"And how curious it is that you should be his daughter! It seems almost impossible," and he gazed with admiration at her beautiful figure, contrasting it mentally with the shrivelled anatomy of the ugly little lawyer.

"And how curious to think that the briefs and other papers he sent you were most probably drawn up by my hand!" Mary remarked.

"Is that indeed the case? I should have looked at them with much greater interest had I known that; but there's a knock at the door, it's the supper that's arrived. Excuse me a moment while I go and take it in. You must give me your history afterwards. The first thing is to get everything ready for you; I am sure you must be very hungry."

Though Mary had spoken so frankly, there was still something in her manner that made the young man feel that she was really keeping a sharp watch over herself, and that she was bent on carefully preserving the respectful distance that still lay between them.

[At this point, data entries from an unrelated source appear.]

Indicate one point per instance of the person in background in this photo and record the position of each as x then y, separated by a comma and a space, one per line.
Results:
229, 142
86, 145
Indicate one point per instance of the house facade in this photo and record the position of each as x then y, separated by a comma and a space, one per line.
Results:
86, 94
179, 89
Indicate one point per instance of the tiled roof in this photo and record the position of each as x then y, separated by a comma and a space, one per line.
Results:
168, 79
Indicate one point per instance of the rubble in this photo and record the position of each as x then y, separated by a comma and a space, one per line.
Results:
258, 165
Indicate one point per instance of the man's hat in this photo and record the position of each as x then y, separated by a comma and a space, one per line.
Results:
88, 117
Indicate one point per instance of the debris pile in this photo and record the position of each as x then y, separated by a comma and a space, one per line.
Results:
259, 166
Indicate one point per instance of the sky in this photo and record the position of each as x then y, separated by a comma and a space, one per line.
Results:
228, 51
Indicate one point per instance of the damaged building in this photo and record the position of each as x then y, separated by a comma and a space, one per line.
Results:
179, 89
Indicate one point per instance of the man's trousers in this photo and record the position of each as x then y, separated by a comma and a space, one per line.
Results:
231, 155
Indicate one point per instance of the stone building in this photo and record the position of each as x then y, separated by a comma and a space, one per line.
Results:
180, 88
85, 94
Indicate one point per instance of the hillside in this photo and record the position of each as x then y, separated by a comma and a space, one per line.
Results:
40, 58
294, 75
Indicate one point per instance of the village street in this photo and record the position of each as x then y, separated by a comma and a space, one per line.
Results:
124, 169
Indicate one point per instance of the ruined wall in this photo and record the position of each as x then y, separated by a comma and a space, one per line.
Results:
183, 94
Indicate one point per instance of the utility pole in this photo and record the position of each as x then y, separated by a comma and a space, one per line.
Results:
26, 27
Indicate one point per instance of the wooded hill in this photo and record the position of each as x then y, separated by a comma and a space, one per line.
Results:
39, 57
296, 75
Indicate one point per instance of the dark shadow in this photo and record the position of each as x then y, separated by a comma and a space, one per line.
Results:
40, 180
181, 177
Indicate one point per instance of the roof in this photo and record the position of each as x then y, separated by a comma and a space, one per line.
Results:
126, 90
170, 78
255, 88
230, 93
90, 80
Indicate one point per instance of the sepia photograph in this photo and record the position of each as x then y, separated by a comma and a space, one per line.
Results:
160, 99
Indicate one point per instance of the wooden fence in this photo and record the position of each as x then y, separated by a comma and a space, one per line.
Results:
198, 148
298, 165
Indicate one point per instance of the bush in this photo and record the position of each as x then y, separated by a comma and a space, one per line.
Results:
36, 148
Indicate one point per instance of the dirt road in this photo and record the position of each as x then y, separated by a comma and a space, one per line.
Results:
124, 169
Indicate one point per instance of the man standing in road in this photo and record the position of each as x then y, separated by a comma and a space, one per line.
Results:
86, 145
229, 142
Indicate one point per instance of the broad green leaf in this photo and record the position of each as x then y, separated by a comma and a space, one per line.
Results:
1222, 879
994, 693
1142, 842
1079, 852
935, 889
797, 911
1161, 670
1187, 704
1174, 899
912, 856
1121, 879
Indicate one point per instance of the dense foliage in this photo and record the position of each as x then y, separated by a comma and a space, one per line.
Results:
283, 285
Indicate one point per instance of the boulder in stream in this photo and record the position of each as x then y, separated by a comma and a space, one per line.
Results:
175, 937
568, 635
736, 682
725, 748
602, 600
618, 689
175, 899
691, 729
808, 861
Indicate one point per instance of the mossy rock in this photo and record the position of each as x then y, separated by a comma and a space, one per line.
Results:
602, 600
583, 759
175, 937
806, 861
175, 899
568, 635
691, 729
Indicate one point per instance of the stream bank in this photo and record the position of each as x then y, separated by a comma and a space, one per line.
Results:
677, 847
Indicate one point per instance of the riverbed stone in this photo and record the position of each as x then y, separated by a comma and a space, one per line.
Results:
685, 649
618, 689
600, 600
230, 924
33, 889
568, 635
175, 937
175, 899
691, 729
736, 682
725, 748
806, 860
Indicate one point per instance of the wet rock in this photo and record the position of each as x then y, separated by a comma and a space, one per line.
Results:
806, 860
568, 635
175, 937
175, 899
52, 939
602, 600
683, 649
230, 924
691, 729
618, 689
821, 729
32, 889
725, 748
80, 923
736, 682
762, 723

Whenever he tried to approach the sentimental and lead the conversation beyond the line she had mentally fixed, she would turn her eyes on him with a calm look that quite disconcerted him. His usual readiness of tongue was strangely absent when talking with this quiet cold beauty. He was ashamed of himself for his stupidity. He had lost all his impudence and pertinacity. He could make no ground here.

The barrister brought the dishes into the rooms, and sported his oak.

Mary insisted on being shown where the laundress kept the cloth, knives, plates and so on, and she laid the table for supper with an accustomed hand.

The girl was amused at the queer careless arrangements of the establishment.

"How funnily you bachelors keep house! Why, you don't seem to know where anything is, what you have got, or what you haven't. Now do you think there is any good in my hunting any more for the salt spoon, Mr. Hudson? Can you tell me if you ever had one?"